I don’t think anything quite that dramatic will occur this time but I do think this is an important signal for a top. Silver is near flashing the same signal and gold likely made a top this week at just over $1600.
Okay you say, what could go wrong; glad you asked. The US dollar has been beaten down by our government (hoping to boost exports), the debt talks, and the absurd idea that the Euro is in dandy shape. The following is hypothetical but I can play Tom Clancy just as well as he can......
The US finally makes a debt ceiling deal. It is short term and will have to be re-visited before the 2012 elections. The President does not like it but has no option but to sign it. Immediately the US bond market firms and the Dollar soars. In Europe the façade around the Club Med countries quickly dissolves. Not only are the small countries like Greece and Portugal in trouble, now the long-term neglect in Spain and Italy surfaces. And there is no one but the German and French banks to roll over and agree to take massive hits on their foreign bond portfolios. The riots in Athens quickly spread to Rome, Vienna, and then on to Barcelona and Madrid. It seems everyone wants to know why they have been suddenly disfranchised; Pension payments cannot be made and bond interest is on hold.
The Euro currency goes into a tail spin. Other currencies are dumped wholesale in a scramble for dollars. Gold and silver margin requirements are raised again; this is met with liquidation of positions as margin calls mount. With riots in the streets of Europe and calls for austerity among those defaulting, business brakes to a halt. The demand for oil plummets, after all there was never a supply shortage anyway. Arab countries, never under an OPEC enforcement agreement, flood the market with oil. They are desperate to raise money for immediate social schemes to calm their out of work populations.
Stock prices plummet world wide as investors liquidate portfolios to make debt payments. Dubai defaults on another payment for its City Centre Investment in Las Vegas. The crowds suddenly desert the new casinos in Macau; MGM China denies a liquidity crisis but misses a junk bond interest payment. Russia calls for production quotas among OPEC members.
Already nervous, weak states like Michigan, California, Illinois, and New York beg the Federal Government for funds to make pension and bond payments. Unemployment bolts to 9.4% nationwide. Schools ponder four day weeks for the nearby fall semester. The President’s approval rating falls below 40%.
Hugo Chavez has not been seen for days; Caracas erupts in riots. Crude oil has fallen to $60. Peru, Bolivia, and Venezuela appeal to the IMF for help. A news blackout falls across Cuba. US accounting firms abandon more Chinese clients amid questionable asset and loan values. The Australian and Canadian currencies are limit down in fall trading. Property values collapse in Vancouver.
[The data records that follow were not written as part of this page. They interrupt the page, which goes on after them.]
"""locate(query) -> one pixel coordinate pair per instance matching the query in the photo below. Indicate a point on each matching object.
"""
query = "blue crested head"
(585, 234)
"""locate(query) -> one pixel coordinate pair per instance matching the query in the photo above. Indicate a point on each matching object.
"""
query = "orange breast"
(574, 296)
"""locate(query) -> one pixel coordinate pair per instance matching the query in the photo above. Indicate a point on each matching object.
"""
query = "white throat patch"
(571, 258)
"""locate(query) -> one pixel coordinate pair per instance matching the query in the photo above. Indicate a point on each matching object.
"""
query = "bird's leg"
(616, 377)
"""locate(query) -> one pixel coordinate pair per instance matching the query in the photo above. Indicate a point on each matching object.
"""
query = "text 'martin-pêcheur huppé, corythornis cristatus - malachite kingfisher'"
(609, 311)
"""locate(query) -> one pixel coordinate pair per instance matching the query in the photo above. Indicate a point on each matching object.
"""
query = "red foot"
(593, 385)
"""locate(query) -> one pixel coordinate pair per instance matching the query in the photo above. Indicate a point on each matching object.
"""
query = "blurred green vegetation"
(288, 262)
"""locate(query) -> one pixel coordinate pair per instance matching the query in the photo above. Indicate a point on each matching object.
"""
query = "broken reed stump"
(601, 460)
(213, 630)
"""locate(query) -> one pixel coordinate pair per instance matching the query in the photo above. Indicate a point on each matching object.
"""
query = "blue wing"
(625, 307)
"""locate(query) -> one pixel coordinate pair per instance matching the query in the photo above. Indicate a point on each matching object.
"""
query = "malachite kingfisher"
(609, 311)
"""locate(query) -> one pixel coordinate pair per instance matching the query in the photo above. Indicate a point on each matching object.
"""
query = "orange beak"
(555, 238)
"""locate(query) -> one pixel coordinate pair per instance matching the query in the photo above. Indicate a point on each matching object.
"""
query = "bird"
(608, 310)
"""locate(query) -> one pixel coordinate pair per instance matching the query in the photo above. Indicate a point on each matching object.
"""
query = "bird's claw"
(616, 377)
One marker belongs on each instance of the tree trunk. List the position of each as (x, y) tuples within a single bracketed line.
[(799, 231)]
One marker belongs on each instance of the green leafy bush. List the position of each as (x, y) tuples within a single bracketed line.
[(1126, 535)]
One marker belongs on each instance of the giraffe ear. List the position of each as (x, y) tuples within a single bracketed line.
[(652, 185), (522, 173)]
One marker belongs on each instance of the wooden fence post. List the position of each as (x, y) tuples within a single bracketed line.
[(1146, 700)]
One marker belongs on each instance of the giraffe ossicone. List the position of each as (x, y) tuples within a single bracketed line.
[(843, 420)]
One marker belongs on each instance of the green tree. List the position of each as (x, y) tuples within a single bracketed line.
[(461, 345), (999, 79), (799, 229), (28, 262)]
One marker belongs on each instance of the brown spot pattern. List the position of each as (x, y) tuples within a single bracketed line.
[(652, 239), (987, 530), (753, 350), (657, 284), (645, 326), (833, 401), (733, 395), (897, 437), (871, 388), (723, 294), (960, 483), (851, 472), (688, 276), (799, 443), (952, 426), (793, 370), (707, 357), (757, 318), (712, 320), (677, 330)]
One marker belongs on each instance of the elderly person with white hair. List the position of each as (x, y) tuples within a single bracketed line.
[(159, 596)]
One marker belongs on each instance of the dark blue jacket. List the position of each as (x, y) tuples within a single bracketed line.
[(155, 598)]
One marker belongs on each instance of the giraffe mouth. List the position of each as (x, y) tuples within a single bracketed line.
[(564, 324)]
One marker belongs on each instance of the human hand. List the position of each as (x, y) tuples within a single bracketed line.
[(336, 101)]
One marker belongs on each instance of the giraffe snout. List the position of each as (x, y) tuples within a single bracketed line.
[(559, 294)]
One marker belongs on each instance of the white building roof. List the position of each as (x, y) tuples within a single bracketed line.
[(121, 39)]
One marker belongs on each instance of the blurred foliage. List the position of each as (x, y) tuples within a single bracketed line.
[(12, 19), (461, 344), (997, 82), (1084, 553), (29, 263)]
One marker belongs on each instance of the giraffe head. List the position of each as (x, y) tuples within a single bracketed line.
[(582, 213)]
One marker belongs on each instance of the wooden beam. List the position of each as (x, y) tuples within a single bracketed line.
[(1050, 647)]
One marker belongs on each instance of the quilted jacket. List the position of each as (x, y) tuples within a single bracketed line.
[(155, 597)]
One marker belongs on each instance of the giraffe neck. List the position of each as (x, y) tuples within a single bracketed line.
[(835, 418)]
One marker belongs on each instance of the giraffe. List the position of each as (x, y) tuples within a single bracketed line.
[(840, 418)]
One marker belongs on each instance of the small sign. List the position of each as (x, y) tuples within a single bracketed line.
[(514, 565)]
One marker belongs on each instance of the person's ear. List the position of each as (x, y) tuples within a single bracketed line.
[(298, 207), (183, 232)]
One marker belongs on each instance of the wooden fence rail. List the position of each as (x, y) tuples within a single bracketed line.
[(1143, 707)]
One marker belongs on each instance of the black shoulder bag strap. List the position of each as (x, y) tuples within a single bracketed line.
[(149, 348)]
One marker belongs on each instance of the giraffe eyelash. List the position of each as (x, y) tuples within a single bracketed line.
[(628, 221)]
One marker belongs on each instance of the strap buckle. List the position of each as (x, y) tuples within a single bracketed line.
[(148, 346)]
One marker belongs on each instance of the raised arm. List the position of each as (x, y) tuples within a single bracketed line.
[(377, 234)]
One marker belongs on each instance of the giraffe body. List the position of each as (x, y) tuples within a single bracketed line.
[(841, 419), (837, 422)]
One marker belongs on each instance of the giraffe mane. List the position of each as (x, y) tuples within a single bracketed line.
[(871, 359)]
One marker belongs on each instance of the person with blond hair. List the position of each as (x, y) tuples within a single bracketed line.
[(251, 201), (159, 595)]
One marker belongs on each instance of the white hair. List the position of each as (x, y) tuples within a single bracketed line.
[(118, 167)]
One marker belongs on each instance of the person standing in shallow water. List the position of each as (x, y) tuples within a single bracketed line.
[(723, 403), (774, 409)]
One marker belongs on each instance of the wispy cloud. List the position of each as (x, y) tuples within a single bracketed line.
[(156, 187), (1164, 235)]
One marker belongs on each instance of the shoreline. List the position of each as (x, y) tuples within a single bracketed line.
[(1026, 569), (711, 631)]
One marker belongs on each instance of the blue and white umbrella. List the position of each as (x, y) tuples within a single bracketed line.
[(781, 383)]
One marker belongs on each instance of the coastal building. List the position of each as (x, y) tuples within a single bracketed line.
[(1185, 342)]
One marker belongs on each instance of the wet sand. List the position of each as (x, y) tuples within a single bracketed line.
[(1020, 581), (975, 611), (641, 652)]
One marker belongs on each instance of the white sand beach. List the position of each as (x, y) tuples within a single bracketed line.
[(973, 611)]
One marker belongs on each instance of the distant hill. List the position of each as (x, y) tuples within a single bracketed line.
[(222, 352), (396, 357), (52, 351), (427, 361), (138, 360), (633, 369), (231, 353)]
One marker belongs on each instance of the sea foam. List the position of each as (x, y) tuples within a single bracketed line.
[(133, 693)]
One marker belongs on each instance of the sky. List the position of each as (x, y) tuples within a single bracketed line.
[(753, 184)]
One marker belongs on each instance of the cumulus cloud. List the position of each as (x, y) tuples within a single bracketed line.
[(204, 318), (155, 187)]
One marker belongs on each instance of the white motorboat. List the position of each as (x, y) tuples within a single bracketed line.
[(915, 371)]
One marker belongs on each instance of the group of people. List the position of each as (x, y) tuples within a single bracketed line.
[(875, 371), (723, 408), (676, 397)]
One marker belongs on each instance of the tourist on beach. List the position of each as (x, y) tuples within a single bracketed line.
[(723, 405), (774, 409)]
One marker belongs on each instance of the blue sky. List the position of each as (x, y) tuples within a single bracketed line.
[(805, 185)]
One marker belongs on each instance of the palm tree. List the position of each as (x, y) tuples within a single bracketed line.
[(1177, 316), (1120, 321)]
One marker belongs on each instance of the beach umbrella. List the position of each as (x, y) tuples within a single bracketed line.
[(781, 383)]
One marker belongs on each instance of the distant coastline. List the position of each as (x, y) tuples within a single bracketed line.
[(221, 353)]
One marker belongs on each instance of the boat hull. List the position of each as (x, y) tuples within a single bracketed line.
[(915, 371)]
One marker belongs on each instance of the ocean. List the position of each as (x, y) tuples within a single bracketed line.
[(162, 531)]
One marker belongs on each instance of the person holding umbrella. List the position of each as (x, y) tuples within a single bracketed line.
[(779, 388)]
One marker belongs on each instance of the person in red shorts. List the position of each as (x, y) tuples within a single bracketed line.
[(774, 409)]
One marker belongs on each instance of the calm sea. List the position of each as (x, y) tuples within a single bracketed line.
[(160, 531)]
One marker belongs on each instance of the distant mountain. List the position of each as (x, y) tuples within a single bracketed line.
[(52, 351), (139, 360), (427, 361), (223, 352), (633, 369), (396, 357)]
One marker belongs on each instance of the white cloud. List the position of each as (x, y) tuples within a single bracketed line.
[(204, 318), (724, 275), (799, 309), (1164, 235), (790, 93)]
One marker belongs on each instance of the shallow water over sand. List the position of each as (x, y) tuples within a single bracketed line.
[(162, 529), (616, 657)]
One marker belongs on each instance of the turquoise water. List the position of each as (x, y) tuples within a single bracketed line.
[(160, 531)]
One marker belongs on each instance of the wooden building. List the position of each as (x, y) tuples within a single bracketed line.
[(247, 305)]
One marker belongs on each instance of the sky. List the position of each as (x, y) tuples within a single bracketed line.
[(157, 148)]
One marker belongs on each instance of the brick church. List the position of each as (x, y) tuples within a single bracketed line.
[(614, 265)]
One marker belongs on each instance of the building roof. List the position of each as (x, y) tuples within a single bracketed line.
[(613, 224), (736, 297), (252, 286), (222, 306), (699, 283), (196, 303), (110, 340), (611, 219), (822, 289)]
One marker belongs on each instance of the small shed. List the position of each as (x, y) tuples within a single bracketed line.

Well that may be a bit much but it is not out of the question. This of course could play out in a dozen ways with more or less of this or that. It is a fact that Brazil, India, and Chinese stock markets have been declining since last November. Like crude oil, they too have flashed a monthly sell signal, months ago. Overheated stocks like Netflix are already down 10%. A handful of high techs like Google, Amazon, and IBM hold the market up, not to mention this week’s IPO for Dunkin’ Donuts (swell). Energy service stocks like Patterson PTEN now re-visit their same high prices as in the summer of 2008. Recall that the collapse in 2008 did not really start until September. So don’t dismiss the idea just because it does not immediately happen.
Our point today was to issue a wake up call. A mere 7% of investors are bullish on the US Dollar. This is typical of market bottoms. A dollar rally will sink gold, silver, stocks, and yes, crude oil.